Part of the question in this scenario is whether publishers want to solely sit in a supplier position, striking significant licensing deals with large language model companies that renew after an agreed-on period of time, or expand with the new readership habits formed by agentic use. So far, we’ve mostly seen the former. The Times, Dow Jones, Axel Springer, Condé Nast, and plenty of others have struck licensing agreements with OpenAI and Amazon. This is, in part, because it’s an understood business practice. Building out in-house teams that can focus on developing content and audience strategies around machine-readable content, and taking in swaths of data from L.L.M. partners to better understand what people are searching for and how it’s different from traditional search, is a larger and far riskier investment. Mainly because it doesn’t always work.
Don’t Count Out Humans
But let’s not totally ignore the actual humans here. We haven’t been completely replaced—not yet anyway. The open web is collapsing, but I’m hearing that New York magazineis on track to end the year with more subscribers than ever, and TheNew York Times is clearly proving that a strategy built around a newsroom can work. However, the pace of growth is likely to change, and executives quietly acknowledge this new reality.
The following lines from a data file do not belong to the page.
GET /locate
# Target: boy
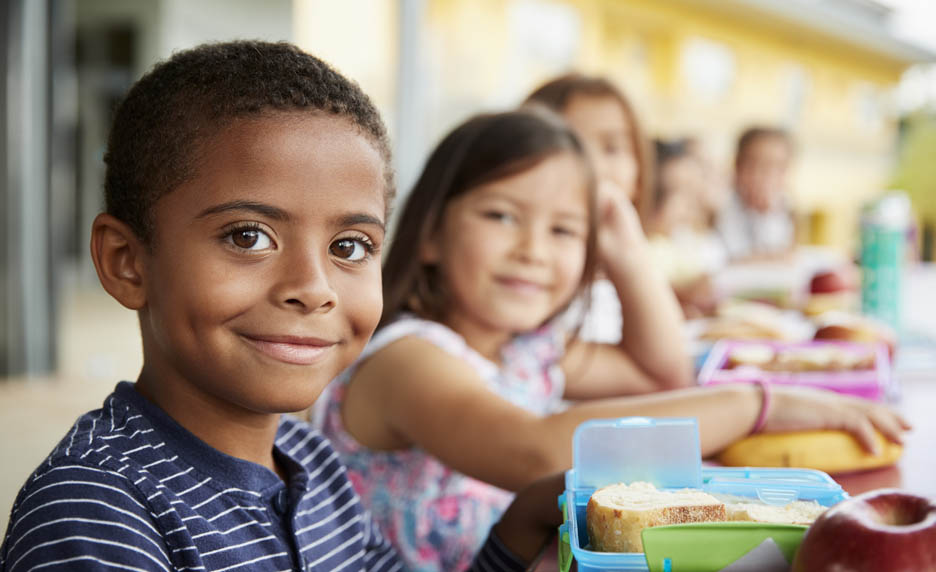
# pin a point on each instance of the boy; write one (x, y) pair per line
(247, 187)
(756, 222)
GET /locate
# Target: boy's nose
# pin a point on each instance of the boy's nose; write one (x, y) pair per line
(304, 284)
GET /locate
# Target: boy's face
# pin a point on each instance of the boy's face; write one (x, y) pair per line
(761, 172)
(264, 279)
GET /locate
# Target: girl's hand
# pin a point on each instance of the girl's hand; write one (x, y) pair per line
(800, 408)
(620, 234)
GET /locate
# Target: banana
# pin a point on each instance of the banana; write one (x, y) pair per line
(828, 451)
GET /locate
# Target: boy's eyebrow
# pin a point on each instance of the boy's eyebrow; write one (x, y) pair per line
(259, 208)
(361, 218)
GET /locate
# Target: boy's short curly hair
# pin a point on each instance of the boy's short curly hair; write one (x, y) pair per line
(158, 127)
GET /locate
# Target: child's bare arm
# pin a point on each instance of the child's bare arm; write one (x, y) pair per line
(414, 393)
(652, 354)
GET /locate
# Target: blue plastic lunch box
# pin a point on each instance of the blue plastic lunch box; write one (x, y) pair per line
(665, 452)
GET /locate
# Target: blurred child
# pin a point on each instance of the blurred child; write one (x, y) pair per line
(638, 312)
(687, 252)
(456, 400)
(247, 187)
(756, 223)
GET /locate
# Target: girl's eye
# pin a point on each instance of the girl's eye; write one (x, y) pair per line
(252, 239)
(499, 216)
(350, 249)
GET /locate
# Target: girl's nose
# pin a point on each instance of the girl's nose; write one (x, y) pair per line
(304, 283)
(532, 245)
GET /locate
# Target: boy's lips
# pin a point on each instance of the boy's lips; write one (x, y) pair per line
(291, 349)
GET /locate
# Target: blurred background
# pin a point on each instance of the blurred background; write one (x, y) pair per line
(852, 80)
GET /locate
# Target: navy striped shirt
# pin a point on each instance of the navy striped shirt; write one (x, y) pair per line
(130, 489)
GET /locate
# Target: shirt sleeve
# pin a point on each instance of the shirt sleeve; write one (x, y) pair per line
(80, 517)
(495, 557)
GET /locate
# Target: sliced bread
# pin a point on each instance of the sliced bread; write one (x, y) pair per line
(616, 514)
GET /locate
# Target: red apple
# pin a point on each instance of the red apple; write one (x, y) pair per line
(831, 281)
(886, 530)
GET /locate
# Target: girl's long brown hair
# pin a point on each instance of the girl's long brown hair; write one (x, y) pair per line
(556, 95)
(483, 149)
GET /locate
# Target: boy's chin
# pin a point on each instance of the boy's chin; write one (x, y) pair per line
(285, 399)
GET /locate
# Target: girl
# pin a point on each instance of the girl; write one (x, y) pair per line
(651, 337)
(686, 253)
(456, 400)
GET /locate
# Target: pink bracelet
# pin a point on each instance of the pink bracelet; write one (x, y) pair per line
(765, 406)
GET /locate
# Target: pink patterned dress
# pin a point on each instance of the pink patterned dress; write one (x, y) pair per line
(437, 517)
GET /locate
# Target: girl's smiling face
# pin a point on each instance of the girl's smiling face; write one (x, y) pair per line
(263, 282)
(512, 251)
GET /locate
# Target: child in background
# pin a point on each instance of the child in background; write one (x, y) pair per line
(456, 400)
(756, 223)
(247, 190)
(638, 312)
(684, 249)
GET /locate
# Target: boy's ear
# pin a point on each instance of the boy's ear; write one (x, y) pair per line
(119, 260)
(429, 252)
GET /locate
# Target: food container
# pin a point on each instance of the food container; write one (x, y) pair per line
(870, 383)
(665, 452)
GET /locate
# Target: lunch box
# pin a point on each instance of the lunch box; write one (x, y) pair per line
(873, 383)
(666, 453)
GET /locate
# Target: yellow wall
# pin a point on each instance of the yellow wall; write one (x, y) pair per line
(481, 55)
(845, 129)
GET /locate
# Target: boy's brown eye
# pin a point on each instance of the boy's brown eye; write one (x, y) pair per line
(350, 249)
(245, 238)
(343, 248)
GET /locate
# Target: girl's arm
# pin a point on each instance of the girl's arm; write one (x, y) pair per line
(414, 393)
(652, 354)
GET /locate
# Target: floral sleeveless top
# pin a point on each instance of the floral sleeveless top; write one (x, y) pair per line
(437, 517)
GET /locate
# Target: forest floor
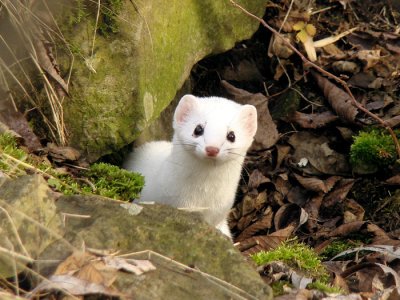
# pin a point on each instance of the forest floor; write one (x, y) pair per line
(324, 167)
(330, 173)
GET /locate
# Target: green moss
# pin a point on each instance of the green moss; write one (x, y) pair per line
(78, 13)
(296, 255)
(339, 246)
(109, 13)
(9, 147)
(372, 149)
(324, 287)
(278, 287)
(114, 182)
(100, 179)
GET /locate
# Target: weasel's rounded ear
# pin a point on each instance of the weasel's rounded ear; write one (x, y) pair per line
(248, 115)
(184, 108)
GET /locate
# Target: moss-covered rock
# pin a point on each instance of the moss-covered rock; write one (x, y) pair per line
(133, 72)
(40, 229)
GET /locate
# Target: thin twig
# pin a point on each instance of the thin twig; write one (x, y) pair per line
(326, 73)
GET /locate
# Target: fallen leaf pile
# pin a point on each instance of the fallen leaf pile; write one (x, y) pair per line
(298, 180)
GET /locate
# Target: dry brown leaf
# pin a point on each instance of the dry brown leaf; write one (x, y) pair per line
(71, 285)
(59, 153)
(322, 159)
(311, 183)
(312, 208)
(256, 179)
(369, 57)
(346, 229)
(290, 214)
(265, 222)
(267, 134)
(339, 193)
(312, 121)
(17, 122)
(136, 266)
(278, 47)
(266, 242)
(353, 211)
(337, 98)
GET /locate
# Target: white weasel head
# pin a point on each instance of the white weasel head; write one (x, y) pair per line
(214, 128)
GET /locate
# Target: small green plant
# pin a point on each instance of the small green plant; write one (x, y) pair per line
(338, 246)
(295, 255)
(114, 182)
(109, 13)
(278, 287)
(372, 150)
(301, 257)
(101, 178)
(78, 13)
(324, 287)
(11, 155)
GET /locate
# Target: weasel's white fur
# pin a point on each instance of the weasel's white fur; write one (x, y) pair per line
(183, 173)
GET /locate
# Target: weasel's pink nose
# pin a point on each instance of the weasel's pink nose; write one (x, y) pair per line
(212, 151)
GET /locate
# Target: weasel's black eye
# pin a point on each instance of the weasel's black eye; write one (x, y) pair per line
(199, 130)
(231, 136)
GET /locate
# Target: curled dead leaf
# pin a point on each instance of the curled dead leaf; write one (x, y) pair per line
(290, 214)
(315, 184)
(266, 242)
(337, 98)
(262, 224)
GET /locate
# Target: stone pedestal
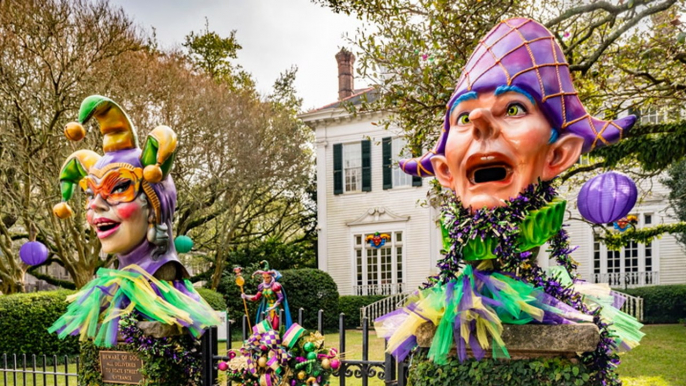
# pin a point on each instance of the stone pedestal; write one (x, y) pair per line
(530, 341)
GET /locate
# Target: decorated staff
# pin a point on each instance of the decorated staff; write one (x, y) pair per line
(513, 124)
(240, 281)
(272, 296)
(131, 200)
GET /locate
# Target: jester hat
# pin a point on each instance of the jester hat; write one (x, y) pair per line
(151, 166)
(522, 53)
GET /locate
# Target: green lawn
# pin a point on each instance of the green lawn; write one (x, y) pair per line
(660, 360)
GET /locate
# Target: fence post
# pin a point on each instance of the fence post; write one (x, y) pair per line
(206, 351)
(341, 348)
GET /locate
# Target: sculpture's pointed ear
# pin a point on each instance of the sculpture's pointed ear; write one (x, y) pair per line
(442, 171)
(562, 155)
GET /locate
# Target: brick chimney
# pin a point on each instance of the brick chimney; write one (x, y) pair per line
(346, 79)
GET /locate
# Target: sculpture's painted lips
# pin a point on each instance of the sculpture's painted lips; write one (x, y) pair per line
(105, 227)
(492, 167)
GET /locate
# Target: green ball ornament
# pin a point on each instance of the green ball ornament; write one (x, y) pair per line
(183, 244)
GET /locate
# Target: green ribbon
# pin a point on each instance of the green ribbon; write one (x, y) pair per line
(537, 228)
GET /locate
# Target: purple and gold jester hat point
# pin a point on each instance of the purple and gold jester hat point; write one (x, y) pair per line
(120, 145)
(522, 53)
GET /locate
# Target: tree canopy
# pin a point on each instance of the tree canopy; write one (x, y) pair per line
(626, 56)
(243, 167)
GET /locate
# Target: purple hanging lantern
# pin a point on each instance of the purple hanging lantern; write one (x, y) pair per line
(33, 253)
(607, 198)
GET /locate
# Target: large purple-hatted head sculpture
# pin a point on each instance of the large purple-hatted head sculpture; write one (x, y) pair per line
(514, 118)
(131, 196)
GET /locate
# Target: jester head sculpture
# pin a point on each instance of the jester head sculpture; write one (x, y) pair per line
(131, 196)
(514, 118)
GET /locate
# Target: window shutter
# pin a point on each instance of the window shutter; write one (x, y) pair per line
(338, 168)
(366, 166)
(387, 150)
(636, 112)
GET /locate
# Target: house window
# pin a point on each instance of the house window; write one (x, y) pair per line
(379, 271)
(393, 150)
(400, 178)
(352, 167)
(631, 266)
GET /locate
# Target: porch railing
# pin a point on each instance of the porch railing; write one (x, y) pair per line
(34, 370)
(379, 289)
(632, 305)
(628, 279)
(382, 307)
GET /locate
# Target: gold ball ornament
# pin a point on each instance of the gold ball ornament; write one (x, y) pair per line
(62, 210)
(152, 173)
(74, 131)
(326, 363)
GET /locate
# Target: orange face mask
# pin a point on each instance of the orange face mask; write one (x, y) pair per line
(116, 187)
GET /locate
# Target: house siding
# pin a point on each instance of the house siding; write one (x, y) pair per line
(422, 244)
(337, 253)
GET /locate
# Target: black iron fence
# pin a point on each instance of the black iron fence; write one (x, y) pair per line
(387, 370)
(43, 370)
(52, 370)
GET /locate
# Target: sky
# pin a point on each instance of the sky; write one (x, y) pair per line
(274, 34)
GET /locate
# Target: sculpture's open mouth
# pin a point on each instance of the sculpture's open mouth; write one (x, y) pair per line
(105, 227)
(483, 168)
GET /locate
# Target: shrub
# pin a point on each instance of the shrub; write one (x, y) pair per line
(350, 305)
(25, 318)
(487, 372)
(662, 304)
(308, 288)
(313, 290)
(213, 298)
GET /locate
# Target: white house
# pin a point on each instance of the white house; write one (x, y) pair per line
(361, 192)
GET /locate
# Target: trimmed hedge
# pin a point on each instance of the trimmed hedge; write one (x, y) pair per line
(25, 318)
(662, 304)
(213, 298)
(489, 372)
(350, 305)
(312, 290)
(308, 288)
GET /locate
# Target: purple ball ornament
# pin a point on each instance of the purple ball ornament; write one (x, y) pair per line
(606, 198)
(33, 253)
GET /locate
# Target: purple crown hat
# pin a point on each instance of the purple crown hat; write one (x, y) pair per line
(522, 53)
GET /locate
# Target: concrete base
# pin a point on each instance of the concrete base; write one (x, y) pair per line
(535, 340)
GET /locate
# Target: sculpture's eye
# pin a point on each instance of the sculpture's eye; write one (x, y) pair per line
(463, 119)
(515, 110)
(121, 187)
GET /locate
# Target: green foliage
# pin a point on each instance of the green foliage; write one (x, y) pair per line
(312, 290)
(662, 304)
(487, 372)
(25, 318)
(161, 366)
(279, 254)
(350, 305)
(213, 298)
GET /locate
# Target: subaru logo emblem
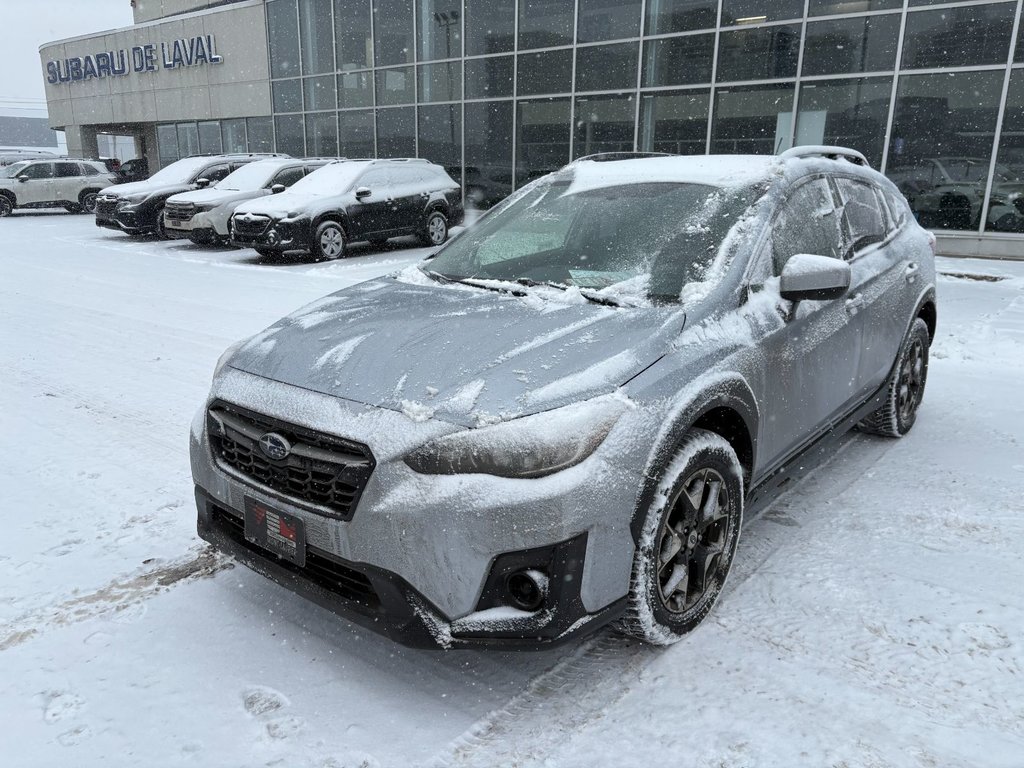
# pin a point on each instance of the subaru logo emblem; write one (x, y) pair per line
(274, 446)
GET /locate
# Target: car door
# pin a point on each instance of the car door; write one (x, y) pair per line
(879, 285)
(38, 183)
(811, 354)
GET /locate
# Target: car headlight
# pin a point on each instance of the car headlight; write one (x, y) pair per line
(226, 355)
(531, 446)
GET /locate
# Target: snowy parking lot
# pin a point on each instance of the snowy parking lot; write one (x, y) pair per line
(875, 615)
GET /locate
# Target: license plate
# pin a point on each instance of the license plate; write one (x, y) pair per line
(276, 531)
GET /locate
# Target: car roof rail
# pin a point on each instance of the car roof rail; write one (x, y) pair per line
(829, 153)
(609, 157)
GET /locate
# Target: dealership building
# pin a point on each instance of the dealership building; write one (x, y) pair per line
(500, 91)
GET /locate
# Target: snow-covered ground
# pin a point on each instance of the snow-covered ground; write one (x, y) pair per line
(875, 616)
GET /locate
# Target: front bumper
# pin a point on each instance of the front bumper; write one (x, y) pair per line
(435, 550)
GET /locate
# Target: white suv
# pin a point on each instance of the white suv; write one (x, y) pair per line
(62, 181)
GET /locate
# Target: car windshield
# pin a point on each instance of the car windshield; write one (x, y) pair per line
(667, 233)
(248, 177)
(180, 172)
(331, 179)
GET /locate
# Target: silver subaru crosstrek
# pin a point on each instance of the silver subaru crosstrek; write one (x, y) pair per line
(560, 419)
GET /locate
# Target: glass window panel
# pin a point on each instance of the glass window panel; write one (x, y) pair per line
(259, 134)
(958, 37)
(550, 72)
(439, 26)
(351, 31)
(315, 32)
(674, 122)
(542, 137)
(355, 89)
(607, 19)
(396, 132)
(756, 11)
(847, 113)
(762, 53)
(167, 143)
(603, 68)
(603, 124)
(287, 95)
(754, 120)
(290, 139)
(440, 82)
(355, 134)
(486, 78)
(1006, 210)
(866, 44)
(233, 135)
(545, 24)
(209, 138)
(440, 136)
(489, 27)
(488, 153)
(395, 86)
(392, 32)
(827, 7)
(322, 134)
(187, 139)
(283, 34)
(320, 92)
(941, 144)
(678, 60)
(666, 16)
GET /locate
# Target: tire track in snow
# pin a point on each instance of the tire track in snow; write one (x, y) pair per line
(117, 596)
(587, 682)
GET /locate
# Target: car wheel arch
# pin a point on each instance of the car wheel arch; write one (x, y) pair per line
(726, 408)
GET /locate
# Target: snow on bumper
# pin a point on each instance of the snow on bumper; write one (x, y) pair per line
(435, 548)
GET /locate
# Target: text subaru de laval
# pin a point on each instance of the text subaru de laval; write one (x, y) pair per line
(558, 420)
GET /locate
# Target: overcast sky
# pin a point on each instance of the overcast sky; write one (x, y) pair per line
(29, 24)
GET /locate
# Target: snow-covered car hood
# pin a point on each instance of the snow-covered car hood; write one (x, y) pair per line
(465, 355)
(279, 206)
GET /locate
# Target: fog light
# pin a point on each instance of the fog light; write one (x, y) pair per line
(526, 589)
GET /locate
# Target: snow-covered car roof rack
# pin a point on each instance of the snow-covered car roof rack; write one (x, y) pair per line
(830, 153)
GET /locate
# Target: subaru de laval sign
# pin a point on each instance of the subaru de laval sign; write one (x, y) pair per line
(190, 51)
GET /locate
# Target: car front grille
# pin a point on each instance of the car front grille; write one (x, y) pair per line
(322, 472)
(247, 224)
(321, 568)
(179, 211)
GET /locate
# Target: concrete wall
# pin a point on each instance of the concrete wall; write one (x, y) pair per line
(238, 87)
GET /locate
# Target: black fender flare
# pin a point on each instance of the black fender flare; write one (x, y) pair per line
(729, 391)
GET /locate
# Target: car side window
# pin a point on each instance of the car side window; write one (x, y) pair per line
(863, 217)
(807, 222)
(38, 170)
(288, 176)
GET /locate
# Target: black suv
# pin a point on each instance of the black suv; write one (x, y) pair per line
(137, 208)
(352, 200)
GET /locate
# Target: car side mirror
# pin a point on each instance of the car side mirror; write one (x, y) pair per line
(810, 278)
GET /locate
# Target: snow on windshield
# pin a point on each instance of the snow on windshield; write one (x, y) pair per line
(250, 176)
(331, 179)
(180, 171)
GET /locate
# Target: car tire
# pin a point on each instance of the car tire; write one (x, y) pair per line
(329, 242)
(688, 541)
(435, 228)
(905, 388)
(87, 202)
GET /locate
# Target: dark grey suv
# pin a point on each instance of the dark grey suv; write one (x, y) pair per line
(561, 419)
(352, 200)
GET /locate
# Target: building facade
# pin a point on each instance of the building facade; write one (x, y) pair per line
(501, 91)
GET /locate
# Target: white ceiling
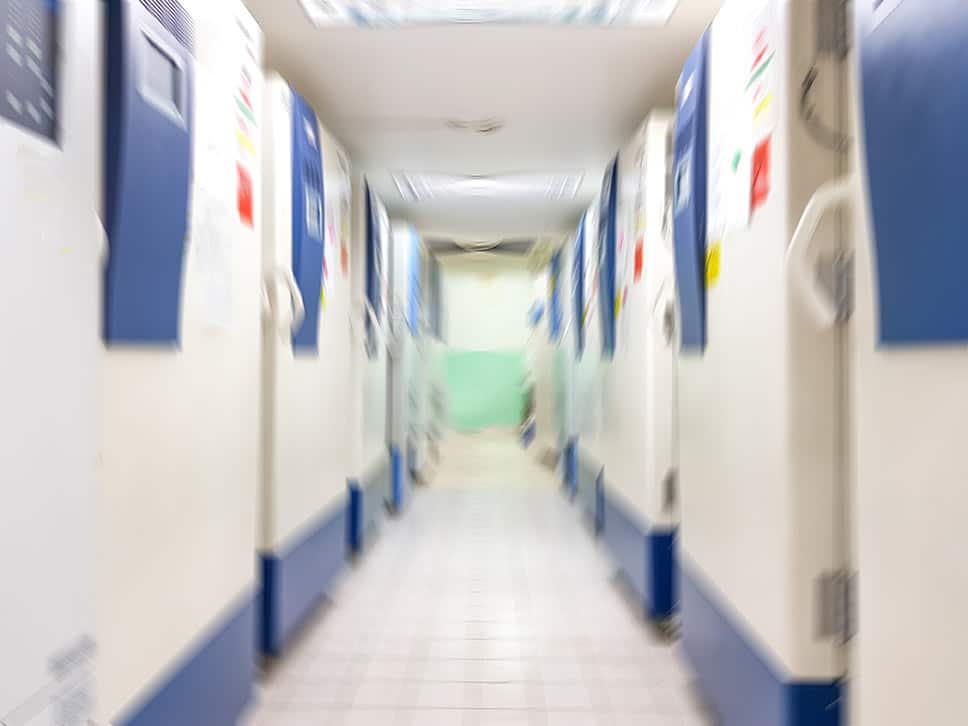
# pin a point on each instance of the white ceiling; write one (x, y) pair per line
(569, 97)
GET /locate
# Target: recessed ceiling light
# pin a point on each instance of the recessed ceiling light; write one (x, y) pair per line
(550, 186)
(396, 13)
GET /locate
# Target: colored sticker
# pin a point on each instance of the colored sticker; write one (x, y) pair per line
(761, 174)
(713, 258)
(245, 197)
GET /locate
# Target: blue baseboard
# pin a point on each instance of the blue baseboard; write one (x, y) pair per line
(734, 676)
(397, 483)
(294, 582)
(214, 684)
(646, 555)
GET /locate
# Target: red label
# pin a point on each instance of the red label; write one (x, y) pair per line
(761, 174)
(245, 197)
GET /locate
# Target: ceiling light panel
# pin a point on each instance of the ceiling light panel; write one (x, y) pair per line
(426, 187)
(399, 13)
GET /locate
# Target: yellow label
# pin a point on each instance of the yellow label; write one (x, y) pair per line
(713, 256)
(763, 106)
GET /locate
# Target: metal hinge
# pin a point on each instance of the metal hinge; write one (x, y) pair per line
(837, 276)
(670, 491)
(833, 28)
(837, 606)
(843, 276)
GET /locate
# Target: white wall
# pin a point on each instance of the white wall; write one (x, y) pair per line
(541, 361)
(306, 440)
(563, 357)
(368, 375)
(486, 302)
(588, 369)
(639, 382)
(909, 503)
(758, 426)
(179, 465)
(50, 381)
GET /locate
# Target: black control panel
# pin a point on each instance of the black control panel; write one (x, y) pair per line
(28, 64)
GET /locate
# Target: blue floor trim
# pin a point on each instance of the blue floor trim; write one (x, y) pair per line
(397, 484)
(214, 684)
(354, 522)
(735, 678)
(294, 582)
(645, 555)
(588, 489)
(570, 466)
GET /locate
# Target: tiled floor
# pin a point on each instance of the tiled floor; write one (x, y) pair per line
(485, 603)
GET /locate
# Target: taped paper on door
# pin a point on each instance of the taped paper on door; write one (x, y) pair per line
(761, 174)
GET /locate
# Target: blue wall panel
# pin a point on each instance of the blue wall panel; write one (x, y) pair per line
(689, 198)
(736, 678)
(213, 686)
(645, 555)
(398, 484)
(913, 60)
(294, 583)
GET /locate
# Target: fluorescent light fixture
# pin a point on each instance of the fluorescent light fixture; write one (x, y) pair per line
(550, 186)
(399, 13)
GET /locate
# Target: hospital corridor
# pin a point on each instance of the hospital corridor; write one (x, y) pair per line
(484, 606)
(469, 362)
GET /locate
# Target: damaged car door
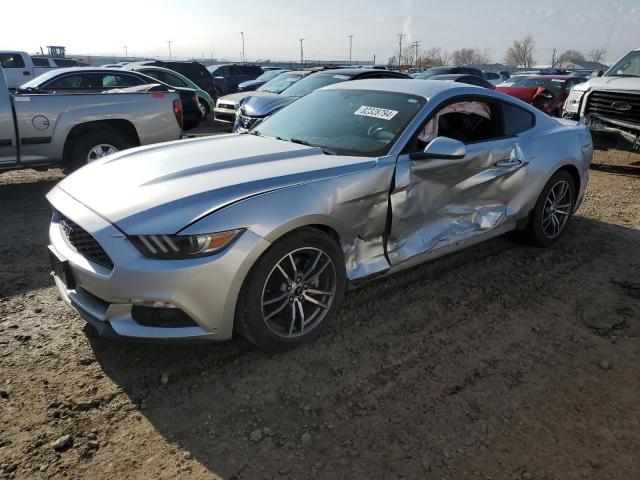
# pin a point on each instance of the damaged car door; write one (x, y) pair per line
(455, 178)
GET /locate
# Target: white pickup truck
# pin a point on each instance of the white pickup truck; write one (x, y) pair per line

Successful ventures must double down on two factors that A.I. can’t solve for in the foreseeable future: networking and obsessive analysis. One strategy is investing in talent to reliably keep audiences engaged; another is building products for those audiences that A.I. tools can’t replicate. ChatGPT and Gemini will eventually be able to create a hyperspecific portfolio dedicated to investments and companies that a user wants to keep an eye on, but it can’t create a space for interested audiences to gather, communicate, and interact. X might be able to solve this issue for the A.I. community, who can follow Altman or tune into Marc Andreessen’s Monitor the Situation or TBPN for a similar experience, but there are plenty of hyper-obsessive niches where community and communication become what audiences pay for each month.
For all that A.I. can do extremely well, knowing what people want to know after the initial query is sent, and contextualizingthat around emerging trends, is still outside most models’ purviews. As Ryan Broderick wrote earlier this week: “We might lose social and search by the time this is all over. Which means that even the chatbots that survive the A.I. bubble will have trouble scraping the public web for new information.”
Ironically, in this new A.I., agentic-first web era, websites and information are needed more than ever. Authority in those sites is also key: Less than 10 percent of adults in the U.S. use A.I. chatbots for news. And among those who do, about 50 percent said they don’t trust the results, per Pew Research. A new internet era is once again changing the foundational underpinnings, but it still demands useful, verifiable information. In fact, it’s never needed it more.